Sky News correspondent Greg Milam reported how the US is the only advanced economy in the world without guaranteed healthcare, leaving 700,000 bankrupt each year with health bills.

In its statement, Amazonians United Sacramento said: "Although Amazon is the richest man-run trillion-dollar company in the world, permanent part-time employees who work eight-hour shifts are allowed only 10 days a year for any reason.

"This means that every day we use (unpaid time off) for family emergencies, illness or holidays, we are one step closer to completion."

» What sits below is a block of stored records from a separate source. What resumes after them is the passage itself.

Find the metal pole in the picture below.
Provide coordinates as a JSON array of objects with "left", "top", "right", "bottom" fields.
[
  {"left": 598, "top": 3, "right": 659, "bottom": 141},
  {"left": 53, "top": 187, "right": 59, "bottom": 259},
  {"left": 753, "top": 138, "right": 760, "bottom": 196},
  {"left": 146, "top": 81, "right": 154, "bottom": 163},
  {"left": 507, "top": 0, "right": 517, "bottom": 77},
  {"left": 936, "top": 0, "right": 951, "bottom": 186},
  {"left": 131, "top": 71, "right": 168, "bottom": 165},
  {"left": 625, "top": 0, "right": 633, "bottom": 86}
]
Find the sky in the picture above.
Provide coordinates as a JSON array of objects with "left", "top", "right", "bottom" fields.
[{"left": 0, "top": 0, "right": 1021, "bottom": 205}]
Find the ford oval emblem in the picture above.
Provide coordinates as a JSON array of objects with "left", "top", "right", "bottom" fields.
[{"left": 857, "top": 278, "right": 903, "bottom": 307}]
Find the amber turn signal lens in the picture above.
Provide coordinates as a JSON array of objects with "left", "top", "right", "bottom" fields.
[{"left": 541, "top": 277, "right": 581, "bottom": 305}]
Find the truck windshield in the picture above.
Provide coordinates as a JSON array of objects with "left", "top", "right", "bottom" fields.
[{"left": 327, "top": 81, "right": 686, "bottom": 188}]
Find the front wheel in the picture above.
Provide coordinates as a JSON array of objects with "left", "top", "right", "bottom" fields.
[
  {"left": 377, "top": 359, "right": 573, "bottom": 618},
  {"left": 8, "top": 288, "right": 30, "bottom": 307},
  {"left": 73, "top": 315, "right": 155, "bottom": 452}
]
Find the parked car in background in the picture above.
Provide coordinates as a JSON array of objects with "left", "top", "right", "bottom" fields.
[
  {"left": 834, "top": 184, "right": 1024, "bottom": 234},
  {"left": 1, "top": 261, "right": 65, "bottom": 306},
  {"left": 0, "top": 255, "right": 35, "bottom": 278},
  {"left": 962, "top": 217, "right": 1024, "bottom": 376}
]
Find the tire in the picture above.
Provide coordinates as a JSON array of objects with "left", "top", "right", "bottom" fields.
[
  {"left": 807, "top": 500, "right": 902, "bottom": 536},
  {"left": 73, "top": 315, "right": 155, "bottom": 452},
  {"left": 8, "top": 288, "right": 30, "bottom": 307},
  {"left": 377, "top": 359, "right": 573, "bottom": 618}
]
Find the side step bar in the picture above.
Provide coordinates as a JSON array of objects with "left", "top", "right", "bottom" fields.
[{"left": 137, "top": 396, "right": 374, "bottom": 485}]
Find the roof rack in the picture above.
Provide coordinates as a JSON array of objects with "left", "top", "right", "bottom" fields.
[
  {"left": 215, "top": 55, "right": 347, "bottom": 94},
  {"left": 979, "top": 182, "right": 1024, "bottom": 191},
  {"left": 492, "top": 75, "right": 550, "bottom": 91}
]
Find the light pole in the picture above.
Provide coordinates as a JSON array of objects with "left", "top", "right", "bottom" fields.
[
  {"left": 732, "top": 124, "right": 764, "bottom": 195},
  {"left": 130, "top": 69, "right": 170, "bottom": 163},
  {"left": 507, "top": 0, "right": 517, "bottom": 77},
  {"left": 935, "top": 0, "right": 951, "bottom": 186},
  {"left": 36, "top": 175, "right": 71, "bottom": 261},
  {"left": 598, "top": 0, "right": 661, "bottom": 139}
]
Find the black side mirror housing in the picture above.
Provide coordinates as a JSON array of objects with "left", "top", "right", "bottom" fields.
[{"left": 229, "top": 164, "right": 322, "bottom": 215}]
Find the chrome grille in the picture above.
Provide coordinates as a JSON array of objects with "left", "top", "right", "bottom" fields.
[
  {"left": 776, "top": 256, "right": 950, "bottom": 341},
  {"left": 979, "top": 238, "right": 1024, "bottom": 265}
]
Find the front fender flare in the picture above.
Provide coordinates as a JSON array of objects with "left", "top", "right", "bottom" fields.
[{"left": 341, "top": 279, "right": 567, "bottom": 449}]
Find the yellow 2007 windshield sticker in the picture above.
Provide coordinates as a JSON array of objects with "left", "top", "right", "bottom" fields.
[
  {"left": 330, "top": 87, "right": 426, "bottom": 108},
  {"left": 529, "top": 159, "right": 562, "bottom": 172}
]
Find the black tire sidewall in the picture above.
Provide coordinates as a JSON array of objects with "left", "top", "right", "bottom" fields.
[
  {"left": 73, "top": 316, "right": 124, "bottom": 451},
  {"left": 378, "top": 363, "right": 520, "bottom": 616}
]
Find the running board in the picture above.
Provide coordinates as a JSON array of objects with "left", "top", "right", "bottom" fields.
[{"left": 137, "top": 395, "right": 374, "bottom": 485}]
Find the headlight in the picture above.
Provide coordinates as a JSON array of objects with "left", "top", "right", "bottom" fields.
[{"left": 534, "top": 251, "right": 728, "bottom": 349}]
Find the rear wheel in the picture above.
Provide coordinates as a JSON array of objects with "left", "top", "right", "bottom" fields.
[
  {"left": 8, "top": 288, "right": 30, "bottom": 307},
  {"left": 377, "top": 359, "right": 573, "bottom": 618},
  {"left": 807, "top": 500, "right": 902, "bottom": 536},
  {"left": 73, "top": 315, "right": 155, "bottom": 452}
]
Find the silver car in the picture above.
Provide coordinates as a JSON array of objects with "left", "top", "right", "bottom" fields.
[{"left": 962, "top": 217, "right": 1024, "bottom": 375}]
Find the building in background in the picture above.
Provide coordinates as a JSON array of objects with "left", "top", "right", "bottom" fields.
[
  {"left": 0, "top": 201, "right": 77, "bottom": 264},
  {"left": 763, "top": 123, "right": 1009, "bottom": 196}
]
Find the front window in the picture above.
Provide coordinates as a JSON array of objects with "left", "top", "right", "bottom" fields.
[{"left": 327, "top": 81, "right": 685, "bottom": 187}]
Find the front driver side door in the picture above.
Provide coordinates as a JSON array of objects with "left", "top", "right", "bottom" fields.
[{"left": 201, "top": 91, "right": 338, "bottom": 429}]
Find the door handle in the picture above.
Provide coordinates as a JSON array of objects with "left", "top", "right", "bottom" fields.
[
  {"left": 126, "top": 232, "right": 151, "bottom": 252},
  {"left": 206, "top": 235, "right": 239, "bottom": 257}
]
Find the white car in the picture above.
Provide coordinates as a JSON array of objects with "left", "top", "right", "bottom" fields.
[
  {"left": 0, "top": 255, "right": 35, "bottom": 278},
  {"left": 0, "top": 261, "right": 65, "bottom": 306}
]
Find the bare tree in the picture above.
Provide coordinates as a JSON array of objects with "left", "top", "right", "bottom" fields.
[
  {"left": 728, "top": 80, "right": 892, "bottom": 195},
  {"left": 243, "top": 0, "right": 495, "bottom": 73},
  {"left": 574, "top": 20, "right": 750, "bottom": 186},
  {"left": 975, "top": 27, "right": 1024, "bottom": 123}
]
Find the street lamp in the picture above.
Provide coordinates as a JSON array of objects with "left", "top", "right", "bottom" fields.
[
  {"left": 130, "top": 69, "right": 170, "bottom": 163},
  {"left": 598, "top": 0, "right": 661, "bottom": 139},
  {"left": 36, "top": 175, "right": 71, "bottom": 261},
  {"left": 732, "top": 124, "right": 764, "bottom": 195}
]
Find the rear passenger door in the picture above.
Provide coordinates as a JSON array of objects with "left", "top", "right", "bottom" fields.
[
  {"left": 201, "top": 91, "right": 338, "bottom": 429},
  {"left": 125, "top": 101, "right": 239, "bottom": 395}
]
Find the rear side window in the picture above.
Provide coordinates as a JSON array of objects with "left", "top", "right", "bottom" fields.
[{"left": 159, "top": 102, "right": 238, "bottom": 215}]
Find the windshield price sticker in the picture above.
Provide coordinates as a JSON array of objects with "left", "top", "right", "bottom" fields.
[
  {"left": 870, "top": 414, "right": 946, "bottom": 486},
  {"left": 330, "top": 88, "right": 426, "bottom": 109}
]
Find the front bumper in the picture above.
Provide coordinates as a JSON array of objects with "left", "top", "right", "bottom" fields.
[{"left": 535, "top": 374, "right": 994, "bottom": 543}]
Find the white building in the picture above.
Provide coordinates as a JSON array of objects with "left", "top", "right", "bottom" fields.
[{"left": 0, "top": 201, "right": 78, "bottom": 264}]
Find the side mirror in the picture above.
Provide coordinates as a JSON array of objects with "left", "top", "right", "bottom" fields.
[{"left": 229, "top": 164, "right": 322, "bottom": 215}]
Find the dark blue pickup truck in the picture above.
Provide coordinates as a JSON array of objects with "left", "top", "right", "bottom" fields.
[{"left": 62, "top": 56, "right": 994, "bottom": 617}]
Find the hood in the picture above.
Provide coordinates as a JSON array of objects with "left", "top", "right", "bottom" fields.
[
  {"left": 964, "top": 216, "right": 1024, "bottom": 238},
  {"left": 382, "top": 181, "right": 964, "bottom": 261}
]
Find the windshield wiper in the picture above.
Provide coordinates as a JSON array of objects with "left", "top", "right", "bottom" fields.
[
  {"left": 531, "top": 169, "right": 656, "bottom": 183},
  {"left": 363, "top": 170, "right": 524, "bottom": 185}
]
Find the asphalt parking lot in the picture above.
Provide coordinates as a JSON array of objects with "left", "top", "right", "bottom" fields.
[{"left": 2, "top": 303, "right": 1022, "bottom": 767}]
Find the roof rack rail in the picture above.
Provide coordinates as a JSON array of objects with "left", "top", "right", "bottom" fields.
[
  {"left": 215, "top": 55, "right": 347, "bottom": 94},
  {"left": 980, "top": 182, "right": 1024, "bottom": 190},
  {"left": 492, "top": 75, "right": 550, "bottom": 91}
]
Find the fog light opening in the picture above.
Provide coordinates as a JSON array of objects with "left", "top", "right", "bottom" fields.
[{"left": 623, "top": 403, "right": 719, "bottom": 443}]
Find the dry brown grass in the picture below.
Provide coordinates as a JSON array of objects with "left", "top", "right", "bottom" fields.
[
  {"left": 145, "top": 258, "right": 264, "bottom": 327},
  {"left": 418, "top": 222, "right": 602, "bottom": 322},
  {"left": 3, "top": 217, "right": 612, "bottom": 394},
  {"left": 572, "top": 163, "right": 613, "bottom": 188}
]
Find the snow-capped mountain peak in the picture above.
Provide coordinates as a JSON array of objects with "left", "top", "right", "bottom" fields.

Christy Hoffman, UNI union secretary general, said: "The growing unrest in the United States is part of a global movement to make Amazon respect basic human rights, such as the right to a secure job and the freedom to have a union.

"Indeed, German workers at Amazon are on strike today, and protests around the world will continue until the company listens and negotiates with its employees."

The GMB union in the UK has criticized working conditions in the company's warehouses, although labor laws are much stronger here and workers have access to the National Health Service.

In a July Sky News interview, a GMB spokesman said: "The conditions under which our members work on Amazon sites are terrible – they are breaking bones, becoming unconscious and being taken in ambulances.

"Amazon workers want Jeff Bezos to know they are people – not robots.

"It's Amazon prime time, and he came around the table with us and did something to make sure that the employees on which he built his empire are treated fairly."

If you are an Amazon employee and would like to contact Sky News, contact reporter Alexander Martin using the Signal on +44 (0) 7970 376 704 private messaging app.